Average Match Function (AMF): The conditional mean of a patient outcome given observable doctor type and patient type under random assignment, β(x,w) = E[Y|X=x, W=w], which serves as the building block for evaluating counterfactual reallocation policies.
Average Reallocation Effect (ARE): The difference in expected patient outcomes between a counterfactual doctor-patient assignment and the status quo random assignment, taking into account the externality on the patient from whom a high-skilled doctor is moved.
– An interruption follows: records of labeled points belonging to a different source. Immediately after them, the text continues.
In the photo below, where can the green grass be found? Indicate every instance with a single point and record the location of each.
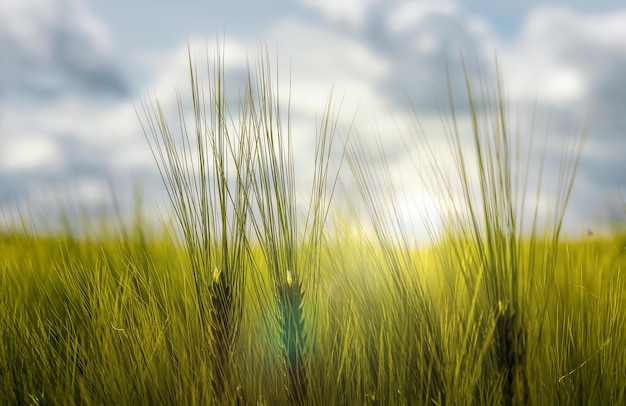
(245, 298)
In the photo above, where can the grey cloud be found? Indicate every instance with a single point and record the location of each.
(55, 48)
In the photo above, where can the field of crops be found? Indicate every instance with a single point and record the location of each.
(243, 299)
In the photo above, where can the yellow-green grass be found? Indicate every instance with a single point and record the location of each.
(101, 323)
(242, 299)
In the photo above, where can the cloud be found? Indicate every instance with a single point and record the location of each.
(51, 47)
(352, 13)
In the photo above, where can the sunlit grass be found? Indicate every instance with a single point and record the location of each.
(242, 298)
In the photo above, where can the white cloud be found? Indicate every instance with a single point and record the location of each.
(351, 12)
(409, 14)
(560, 54)
(29, 152)
(52, 46)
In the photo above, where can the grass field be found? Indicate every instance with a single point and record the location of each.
(244, 299)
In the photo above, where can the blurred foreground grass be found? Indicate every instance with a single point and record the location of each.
(244, 300)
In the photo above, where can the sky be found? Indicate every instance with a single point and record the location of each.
(71, 72)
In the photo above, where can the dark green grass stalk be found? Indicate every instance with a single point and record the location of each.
(485, 228)
(291, 246)
(207, 174)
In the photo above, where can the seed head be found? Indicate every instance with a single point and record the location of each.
(216, 274)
Task-specific doctor skill: The paper’s finding that primary care physician effectiveness is not governed by a single latent ability but varies across distinct tasks — triage/risk prediction, guideline-consistent prescribing, and minimizing unnecessary follow-up care — with skills across tasks not positively correlated.
Avoidable hospitalization: A hospital admission coded to a diagnosis (per Page et al. 2007 ICD-10 classification) defined in the medical literature as preventable by adequate and timely primary care, used as the primary high-stakes outcome measure (0.2% incidence in the sample within 90 days of a digital consultation).
Counter-guideline prescription: A prescription of an antibiotic in violation of one of 16 guidelines from Sweden’s Strama antibiotic resistance programme, all of which are designed to limit use or require narrower-spectrum first-line antibiotics; used as the primary guideline-adherence outcome (2% incidence in the sample).
Empirical Bayes shrinkage: A procedure applied to raw doctor value-added estimates in which the noisy estimate of doctor quality is multiplied by the ratio of signal variance to total (signal plus noise) variance, yielding a best linear predictor of the underlying doctor random effect and reducing noise from small-sample estimation.